For a long time Paul Cezanne was far from being Aix-en-Provence’s favourite son. “Aix has been very slow to recognise his achievements,” said my ‘Cezanne Trail‘ guide Yannick, as we stood in front of the statue only recently erected in the painter’s honour.
“Aix and Cezanne just didn’t get on. Even the new official statue is taken from a photograph of him walking around Aix somewhere else,” he continued. “His art was so new and exaggeratedly simple that people laughed at it. It was derided as childish. They hung it above doors in the inside of galleries so it could not be seen, and he rarely painted in the town centre for fear of public ridicule.
“No one could understand his style. The reduction of forms to geometric essentials; the dark tones and heavy fluid pigment. No one would buy his work. They thought it was rubbish. Now one painting by Paul Cezanne can fetch $60m.”
So now, after 100 years, Aix is holding a major exhibition of 116 of his oil and watercolour works. There are also guided “In the Steps of Cezanne” walking and bus tours in and around Aix which take in over forty Cezanne-related sights and all, of course, begin at his birthplace.
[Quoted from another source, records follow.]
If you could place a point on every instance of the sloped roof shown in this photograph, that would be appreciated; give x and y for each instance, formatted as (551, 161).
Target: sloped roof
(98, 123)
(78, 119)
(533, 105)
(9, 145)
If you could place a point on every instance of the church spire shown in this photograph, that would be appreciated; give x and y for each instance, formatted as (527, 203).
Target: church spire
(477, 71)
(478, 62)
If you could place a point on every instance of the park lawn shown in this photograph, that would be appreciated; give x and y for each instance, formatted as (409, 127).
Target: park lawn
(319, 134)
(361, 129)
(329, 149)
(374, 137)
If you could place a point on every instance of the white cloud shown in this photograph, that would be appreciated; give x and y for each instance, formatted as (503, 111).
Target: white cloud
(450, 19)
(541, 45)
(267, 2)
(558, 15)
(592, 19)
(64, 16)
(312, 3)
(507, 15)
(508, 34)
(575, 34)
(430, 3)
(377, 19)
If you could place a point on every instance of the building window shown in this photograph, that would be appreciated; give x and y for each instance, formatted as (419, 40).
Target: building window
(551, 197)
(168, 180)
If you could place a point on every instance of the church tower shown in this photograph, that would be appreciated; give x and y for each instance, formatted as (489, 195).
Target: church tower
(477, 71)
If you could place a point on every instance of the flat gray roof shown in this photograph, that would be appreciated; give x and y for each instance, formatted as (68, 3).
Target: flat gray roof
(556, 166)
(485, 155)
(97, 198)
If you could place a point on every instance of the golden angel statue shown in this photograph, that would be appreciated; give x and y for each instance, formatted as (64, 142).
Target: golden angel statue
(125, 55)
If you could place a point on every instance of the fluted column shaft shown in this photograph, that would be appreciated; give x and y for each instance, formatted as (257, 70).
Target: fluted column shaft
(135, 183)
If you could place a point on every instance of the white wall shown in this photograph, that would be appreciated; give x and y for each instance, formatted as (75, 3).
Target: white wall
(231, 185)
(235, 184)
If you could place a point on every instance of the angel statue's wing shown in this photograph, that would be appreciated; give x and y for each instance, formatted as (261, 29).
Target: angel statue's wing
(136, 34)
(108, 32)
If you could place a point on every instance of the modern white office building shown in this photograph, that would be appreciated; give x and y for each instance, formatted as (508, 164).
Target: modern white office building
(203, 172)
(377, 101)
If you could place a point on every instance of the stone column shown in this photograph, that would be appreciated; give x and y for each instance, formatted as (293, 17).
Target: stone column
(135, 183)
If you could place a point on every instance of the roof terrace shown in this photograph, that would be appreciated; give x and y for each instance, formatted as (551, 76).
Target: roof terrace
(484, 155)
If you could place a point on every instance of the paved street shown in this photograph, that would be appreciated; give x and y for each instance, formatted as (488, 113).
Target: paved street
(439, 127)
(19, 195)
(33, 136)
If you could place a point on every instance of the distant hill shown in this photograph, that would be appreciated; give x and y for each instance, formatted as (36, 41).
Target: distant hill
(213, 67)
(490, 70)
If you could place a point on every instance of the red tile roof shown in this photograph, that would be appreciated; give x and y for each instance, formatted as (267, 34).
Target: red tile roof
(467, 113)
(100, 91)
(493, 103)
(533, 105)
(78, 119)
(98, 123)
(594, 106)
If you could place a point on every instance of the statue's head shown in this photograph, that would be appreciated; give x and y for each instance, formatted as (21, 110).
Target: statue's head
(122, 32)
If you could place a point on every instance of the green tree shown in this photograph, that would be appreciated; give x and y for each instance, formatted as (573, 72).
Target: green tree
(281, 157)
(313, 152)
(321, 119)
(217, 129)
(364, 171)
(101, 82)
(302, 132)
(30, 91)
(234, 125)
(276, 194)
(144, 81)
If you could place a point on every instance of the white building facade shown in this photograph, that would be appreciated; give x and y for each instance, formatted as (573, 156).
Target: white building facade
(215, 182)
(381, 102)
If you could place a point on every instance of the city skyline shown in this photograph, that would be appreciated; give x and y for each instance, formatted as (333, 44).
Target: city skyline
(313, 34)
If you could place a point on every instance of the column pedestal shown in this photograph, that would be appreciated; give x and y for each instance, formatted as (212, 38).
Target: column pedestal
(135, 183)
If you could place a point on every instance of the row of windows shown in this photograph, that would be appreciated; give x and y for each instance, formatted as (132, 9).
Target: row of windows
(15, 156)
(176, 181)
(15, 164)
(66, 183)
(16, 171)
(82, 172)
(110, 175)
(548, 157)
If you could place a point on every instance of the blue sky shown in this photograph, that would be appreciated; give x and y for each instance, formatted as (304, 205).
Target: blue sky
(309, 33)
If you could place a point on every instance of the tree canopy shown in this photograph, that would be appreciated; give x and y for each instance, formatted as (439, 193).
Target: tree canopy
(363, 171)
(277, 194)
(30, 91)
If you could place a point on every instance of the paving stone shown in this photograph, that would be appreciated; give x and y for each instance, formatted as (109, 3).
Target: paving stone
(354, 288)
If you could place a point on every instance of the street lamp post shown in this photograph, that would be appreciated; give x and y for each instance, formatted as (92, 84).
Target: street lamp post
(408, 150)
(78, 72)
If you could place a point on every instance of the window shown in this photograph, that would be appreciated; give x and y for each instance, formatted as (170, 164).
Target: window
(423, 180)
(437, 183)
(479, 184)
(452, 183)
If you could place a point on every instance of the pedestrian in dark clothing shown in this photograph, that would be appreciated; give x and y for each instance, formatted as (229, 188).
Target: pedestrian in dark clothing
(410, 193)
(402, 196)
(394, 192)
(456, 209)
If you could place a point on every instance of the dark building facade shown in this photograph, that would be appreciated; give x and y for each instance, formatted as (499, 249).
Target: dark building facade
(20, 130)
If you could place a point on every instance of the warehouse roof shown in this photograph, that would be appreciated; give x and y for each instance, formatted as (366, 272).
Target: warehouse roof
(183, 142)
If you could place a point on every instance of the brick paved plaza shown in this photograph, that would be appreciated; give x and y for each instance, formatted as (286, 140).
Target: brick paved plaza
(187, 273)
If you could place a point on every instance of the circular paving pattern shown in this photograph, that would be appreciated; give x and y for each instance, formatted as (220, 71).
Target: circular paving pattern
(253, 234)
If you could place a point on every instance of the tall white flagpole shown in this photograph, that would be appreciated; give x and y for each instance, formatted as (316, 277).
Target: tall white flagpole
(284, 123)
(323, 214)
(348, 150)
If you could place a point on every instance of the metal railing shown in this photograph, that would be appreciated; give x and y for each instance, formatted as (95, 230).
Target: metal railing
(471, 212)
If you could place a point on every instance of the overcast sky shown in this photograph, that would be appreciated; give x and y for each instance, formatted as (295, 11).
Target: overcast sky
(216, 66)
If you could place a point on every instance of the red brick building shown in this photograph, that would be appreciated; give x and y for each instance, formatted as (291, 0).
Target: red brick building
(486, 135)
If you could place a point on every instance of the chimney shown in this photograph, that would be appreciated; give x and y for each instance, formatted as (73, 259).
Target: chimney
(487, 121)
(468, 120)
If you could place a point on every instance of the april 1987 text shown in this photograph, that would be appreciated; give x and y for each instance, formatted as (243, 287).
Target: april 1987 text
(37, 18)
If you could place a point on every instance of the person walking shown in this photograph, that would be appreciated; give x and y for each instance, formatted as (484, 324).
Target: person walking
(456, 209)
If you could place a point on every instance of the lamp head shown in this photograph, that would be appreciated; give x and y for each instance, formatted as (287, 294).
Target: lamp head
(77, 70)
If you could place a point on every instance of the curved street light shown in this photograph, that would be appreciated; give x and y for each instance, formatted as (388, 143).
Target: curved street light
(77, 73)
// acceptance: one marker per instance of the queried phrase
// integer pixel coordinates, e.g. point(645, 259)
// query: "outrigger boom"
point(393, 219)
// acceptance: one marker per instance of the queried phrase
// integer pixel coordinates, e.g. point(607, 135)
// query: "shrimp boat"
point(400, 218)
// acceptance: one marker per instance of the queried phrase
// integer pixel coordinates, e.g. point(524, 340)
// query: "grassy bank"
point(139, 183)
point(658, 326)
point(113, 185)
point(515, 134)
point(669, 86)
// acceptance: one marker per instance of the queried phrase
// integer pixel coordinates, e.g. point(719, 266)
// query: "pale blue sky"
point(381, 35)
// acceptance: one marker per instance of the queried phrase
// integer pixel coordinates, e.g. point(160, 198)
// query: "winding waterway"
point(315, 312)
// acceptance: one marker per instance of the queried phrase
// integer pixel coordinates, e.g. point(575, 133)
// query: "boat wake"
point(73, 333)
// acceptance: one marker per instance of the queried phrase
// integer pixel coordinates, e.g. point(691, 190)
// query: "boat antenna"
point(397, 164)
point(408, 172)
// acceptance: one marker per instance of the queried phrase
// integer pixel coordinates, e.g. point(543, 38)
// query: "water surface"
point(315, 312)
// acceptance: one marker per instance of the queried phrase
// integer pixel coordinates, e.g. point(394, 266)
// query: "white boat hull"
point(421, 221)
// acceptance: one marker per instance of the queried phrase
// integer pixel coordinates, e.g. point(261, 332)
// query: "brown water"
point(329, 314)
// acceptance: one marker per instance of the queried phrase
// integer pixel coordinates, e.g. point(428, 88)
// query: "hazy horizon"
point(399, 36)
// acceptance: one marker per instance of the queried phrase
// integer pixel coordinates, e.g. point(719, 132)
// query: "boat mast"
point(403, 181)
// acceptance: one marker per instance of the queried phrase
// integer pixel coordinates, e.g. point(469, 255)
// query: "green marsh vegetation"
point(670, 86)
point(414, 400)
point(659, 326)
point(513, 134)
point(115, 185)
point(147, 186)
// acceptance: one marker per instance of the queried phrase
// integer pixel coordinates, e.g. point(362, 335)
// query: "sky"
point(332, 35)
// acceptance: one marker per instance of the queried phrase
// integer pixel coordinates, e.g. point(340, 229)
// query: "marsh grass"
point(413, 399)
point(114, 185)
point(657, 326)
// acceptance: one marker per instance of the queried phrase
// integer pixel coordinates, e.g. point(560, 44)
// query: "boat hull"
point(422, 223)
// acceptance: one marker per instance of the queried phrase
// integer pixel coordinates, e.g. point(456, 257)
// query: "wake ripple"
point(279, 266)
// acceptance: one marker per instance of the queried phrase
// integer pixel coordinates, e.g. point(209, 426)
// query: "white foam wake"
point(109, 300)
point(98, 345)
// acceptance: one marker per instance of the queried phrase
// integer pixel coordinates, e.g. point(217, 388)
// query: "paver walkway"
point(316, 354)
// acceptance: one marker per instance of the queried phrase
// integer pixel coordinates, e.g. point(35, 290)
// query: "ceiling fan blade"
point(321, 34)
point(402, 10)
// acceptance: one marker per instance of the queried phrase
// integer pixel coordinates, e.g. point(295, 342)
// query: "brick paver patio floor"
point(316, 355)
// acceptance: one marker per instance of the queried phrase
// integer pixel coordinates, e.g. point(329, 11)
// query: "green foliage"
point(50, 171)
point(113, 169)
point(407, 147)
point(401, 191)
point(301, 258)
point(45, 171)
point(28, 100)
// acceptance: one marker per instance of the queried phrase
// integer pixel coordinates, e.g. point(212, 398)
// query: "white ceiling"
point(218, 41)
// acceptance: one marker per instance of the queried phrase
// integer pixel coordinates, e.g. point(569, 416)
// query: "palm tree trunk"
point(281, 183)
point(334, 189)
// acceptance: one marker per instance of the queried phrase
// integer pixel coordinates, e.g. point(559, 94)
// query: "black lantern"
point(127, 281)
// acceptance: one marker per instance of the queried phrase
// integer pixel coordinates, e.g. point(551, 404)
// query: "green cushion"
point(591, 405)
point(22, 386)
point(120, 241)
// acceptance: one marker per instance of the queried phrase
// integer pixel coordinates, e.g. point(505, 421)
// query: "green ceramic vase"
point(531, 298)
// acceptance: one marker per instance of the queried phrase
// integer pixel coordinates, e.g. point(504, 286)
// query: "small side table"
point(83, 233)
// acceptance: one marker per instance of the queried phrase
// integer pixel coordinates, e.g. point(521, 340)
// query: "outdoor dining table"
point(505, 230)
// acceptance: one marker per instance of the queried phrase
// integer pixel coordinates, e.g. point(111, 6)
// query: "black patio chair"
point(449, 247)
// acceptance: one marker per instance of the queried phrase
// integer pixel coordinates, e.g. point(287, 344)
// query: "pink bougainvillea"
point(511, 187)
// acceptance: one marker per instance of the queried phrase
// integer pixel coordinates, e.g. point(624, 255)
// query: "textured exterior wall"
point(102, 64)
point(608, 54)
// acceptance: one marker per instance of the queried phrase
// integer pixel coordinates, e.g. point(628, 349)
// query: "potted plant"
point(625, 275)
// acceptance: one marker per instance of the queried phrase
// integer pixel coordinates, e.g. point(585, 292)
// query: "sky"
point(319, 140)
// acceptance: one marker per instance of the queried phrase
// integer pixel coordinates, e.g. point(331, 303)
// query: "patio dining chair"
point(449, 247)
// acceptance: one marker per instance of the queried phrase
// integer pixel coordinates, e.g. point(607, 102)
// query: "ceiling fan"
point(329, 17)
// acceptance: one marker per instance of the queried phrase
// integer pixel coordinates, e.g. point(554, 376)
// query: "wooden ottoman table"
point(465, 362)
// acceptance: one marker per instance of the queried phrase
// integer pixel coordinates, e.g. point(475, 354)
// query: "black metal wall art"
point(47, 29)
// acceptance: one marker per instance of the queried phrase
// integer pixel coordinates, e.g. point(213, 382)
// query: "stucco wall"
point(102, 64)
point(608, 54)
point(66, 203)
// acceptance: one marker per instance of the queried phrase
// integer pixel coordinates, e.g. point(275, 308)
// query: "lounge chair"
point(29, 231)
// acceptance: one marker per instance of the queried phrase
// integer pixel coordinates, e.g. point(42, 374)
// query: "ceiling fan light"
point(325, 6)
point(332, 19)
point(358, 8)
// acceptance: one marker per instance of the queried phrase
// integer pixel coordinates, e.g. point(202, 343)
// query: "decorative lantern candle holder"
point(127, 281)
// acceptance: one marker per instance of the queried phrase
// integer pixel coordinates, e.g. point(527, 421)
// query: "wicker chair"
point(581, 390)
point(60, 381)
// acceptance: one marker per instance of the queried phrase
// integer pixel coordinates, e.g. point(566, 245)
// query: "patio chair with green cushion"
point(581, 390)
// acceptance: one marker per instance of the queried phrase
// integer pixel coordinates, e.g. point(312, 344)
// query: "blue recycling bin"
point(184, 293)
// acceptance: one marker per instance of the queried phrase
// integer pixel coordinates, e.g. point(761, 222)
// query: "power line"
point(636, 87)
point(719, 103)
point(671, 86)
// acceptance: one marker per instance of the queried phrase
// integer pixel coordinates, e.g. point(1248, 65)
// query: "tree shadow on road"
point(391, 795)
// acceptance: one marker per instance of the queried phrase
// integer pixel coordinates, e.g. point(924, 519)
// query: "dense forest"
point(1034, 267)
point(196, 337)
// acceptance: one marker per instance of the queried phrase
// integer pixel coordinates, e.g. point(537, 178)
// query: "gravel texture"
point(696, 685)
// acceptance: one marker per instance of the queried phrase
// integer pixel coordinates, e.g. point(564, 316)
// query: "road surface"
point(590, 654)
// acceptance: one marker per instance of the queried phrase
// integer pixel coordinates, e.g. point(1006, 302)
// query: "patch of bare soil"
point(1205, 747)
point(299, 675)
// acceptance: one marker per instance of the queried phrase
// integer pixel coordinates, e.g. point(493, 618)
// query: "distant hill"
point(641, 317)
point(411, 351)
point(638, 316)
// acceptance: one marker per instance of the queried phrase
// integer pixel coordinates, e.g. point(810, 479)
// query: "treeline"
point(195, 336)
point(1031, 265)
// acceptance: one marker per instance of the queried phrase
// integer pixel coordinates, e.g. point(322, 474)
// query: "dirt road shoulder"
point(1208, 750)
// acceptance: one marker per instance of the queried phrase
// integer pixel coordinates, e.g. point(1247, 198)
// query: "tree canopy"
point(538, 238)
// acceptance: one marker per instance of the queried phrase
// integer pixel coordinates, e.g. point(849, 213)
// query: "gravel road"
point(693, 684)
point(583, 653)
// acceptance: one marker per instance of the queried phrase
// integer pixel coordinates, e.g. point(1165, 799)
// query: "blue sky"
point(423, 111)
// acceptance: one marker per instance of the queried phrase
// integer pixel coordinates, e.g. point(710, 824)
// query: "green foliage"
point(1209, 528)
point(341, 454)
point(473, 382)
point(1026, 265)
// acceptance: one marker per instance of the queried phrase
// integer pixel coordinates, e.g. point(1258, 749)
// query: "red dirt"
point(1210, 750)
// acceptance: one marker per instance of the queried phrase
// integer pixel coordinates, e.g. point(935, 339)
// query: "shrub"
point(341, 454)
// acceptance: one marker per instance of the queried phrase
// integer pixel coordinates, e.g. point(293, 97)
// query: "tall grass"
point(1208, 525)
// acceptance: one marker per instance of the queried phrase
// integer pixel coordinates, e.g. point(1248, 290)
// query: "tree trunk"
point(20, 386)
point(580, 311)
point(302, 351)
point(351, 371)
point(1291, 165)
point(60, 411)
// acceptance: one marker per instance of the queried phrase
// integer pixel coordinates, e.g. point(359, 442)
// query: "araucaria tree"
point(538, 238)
Cezanne was not successful at school but took drawing courses at the Ecole Specialize et Gratuite de Dessin from 1857 to 1862 and then at the Musee Granet which is staging the current commemorative exhibition in Cezanne’s hometown. All he wanted to do was paint.
A bookish and erudite young man he was drawn to the “boundless things of nature” and obsessed by a desire to evoke “a flavour of eternity”. He worked for a while as a bank clerk but never really needed to make a living. His father kept him although right up until the last years of his life his art was continually rejected. Cezanne only knew minor commercial success when he was in his sixties.
Three paintings – “View of Auvers”, “Maison du Pendu” and “A Modern Olympia” were shown at the first Impressionist exhibition in 1874. Collector Victor Chocquet bought a Cezanneand although the artist sold virtually nothing he kept on painting encouraged by Camille Pissarro.
His atelier or studio is open to the public. On view are the actual vases, cups and skulls that recur in many of his still lifes as well as authentic, priceless personal belongings like hats, coats, his famous portable easel, his business card, cufflinks, a pipe, tie and inkwell.
After painting in the rain Paul Cezanne died of pleurisy on October 22nd 1906. He is buried in Saint-Pierre cemetery in Aix. The following year an exhibition of over fifty paintings was held in Paris’s Salon d’Automne.”
A hundred years after he gave the Provencal region its cultural identity Paul Cezanne is big business. Aix is beginning to say thank you. At last.